If confirmed, these results point toward at-scale, AI-driven personalization of instructional humor. The education sector – comprising both longer established institutions and edtechs – is actively looking for guidance on harnessing the power of AI to benefit each learner. Research going beyond the present study could be invaluable in this regard. Given a learner’s characteristics, at what points is it best to inject AI-generated instructional humor? Are some humor types (analogy, hyperbole, irony, word play) better than others in particular contexts? In the future, we can expect virtual instructors delivering educational content with human-like realism. How does humor impact learning in such a setting? How will the effectiveness of AI-generated instructional humor change if it is founded on humor algorithms from an experienced comedy writer (Toplyn, 2023)? Further technological developments will make it possible to examine the impact of AI-generated humor on learning in far greater detail. For example, non-invasive and easy-to-use electroencephalography technology has already been used to obtain experimental subjects’ focus dynamics at high temporal resolution, and can also be used to study enjoyment, anxiety, ‘flow’ state, memory formation etc. (Haruvi et al., 2022).

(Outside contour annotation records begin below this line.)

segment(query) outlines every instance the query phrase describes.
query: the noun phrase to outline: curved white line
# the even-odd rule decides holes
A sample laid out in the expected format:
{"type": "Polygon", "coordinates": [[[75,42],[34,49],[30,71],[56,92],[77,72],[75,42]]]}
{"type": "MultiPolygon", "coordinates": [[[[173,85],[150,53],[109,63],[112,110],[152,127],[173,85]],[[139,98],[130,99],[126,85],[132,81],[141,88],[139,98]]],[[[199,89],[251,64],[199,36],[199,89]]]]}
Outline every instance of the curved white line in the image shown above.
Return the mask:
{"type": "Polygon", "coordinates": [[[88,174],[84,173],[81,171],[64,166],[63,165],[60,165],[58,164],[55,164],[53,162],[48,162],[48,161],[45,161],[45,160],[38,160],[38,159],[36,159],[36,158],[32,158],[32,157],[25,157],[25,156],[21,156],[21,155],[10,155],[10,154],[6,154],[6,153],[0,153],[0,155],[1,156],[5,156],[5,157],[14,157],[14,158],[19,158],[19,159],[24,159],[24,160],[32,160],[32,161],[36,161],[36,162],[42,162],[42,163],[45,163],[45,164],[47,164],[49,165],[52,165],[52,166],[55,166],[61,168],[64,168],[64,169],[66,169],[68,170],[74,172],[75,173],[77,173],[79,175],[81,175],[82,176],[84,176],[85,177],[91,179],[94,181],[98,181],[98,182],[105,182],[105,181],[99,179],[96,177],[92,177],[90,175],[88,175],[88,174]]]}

It is worth addressing an important objection sometimes encountered to the very premise of instructional humor: learners should be motivated enough that ‘sugar-coating’ with humor is not necessary. We agree that there are some learners who are fully committed and do not require such help. Others, however, should not be neglected – especially as they are likely to include disproportionate numbers of the educationally underprivileged, uninspired by the notion of learning for its own sake. Further, even the most committed learner in a main field may be less committed when it comes to other subjects. Our paper argues that, for these learners, AI-generated humor may be helpful (or at least not harmful). Such ‘sugar-coating’ is a form of temptation-bundling, which has increasingly been shown to be beneficial in a variety of contexts; for example, Milkman et al. (2014) show gym attendance to increase if going to the gym is bundled with listening to engaging audiobooks. (But note that, while listening to audiobooks makes a workout more enjoyable without making it more impactful, instructional humor may not only make the learning process more enjoyable, but also provide additional insights into the material and/or make it more memorable.) Thus, judicious use of AI-generated instructional humor can point the way toward making previously forbidding subject matter accessible and enjoyable to many learners who would otherwise be left behind.